Sir Richard Branson est disposé à mettre son île privée située dans les Caraïbes pour l’obtention d’un emprunt afin de sauver sa compagnie aérienne Virgin Atlantic. Ce développement intervient après qu’il ait tenté d’obtenir une aide de 500 millions de livres sterling à l’Etat britannique.
Considéré comme la septième plus grosse fortune au Royaume-Uni, car pesant au moins 4,7 milliards de livres sterlings, il a publié une lettre ouverte sur le site du groupe Virgin pour s’expliquer sur la situation de Virgin Atlantic ce lundi. Celle-ci a du plomb dans l’aile en raison du Covid-19 comme nombre de compagnies aériennes à travers le monde.

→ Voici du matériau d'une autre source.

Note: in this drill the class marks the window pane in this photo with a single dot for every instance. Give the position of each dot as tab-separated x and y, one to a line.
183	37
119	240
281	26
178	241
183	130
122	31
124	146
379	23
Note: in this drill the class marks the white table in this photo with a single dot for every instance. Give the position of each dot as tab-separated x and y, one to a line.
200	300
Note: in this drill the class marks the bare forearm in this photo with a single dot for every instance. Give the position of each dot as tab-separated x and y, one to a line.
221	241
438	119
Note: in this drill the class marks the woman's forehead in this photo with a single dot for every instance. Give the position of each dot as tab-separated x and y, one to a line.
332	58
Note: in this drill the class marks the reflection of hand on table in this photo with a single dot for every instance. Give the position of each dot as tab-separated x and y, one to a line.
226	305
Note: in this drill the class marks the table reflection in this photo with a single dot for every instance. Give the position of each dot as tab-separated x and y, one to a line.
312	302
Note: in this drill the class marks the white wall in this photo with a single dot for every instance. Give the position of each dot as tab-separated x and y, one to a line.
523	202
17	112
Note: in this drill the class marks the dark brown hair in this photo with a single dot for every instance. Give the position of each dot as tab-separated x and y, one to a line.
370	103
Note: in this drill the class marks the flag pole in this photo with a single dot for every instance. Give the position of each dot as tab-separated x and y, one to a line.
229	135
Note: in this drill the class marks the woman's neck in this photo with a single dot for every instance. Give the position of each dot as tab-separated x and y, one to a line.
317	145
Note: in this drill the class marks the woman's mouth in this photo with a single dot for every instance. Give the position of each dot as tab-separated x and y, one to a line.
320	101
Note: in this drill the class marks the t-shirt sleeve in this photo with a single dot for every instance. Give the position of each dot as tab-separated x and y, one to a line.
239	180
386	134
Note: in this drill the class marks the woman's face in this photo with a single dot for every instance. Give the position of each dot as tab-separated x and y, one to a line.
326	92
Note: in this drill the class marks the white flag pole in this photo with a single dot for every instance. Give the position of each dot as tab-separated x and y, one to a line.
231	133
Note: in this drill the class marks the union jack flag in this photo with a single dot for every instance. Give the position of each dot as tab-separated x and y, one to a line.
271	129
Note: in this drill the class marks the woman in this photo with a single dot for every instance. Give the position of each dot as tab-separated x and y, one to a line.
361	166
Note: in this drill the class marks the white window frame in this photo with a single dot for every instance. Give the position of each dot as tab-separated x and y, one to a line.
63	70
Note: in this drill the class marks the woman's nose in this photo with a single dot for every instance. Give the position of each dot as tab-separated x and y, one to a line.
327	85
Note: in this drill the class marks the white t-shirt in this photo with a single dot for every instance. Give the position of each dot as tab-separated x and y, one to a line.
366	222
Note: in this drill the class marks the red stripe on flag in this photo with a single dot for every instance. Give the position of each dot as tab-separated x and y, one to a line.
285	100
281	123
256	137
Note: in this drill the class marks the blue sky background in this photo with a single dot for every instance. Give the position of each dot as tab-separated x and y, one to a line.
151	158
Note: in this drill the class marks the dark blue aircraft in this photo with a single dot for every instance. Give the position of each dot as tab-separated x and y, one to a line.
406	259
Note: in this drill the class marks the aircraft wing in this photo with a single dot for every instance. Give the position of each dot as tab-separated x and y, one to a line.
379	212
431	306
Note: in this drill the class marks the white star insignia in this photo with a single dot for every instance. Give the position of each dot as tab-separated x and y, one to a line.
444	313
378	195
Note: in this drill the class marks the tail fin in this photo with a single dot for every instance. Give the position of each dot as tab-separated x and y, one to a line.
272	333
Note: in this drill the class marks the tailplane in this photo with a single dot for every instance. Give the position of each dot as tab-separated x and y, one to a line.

«Nous ferons tout ce que nous pouvons pour que la compagnie aérienne continue son activité mais nous aurons besoin du soutien du gouvernement», a-t-il fait valoir. Fondateur et principal actionnaire de la compagnie aérienne, Richard Branson a indiqué qu’une grande incertitude plane sur le secteur du voyage et qu’on ignore encore le temps que durera l’immobilisation des avions.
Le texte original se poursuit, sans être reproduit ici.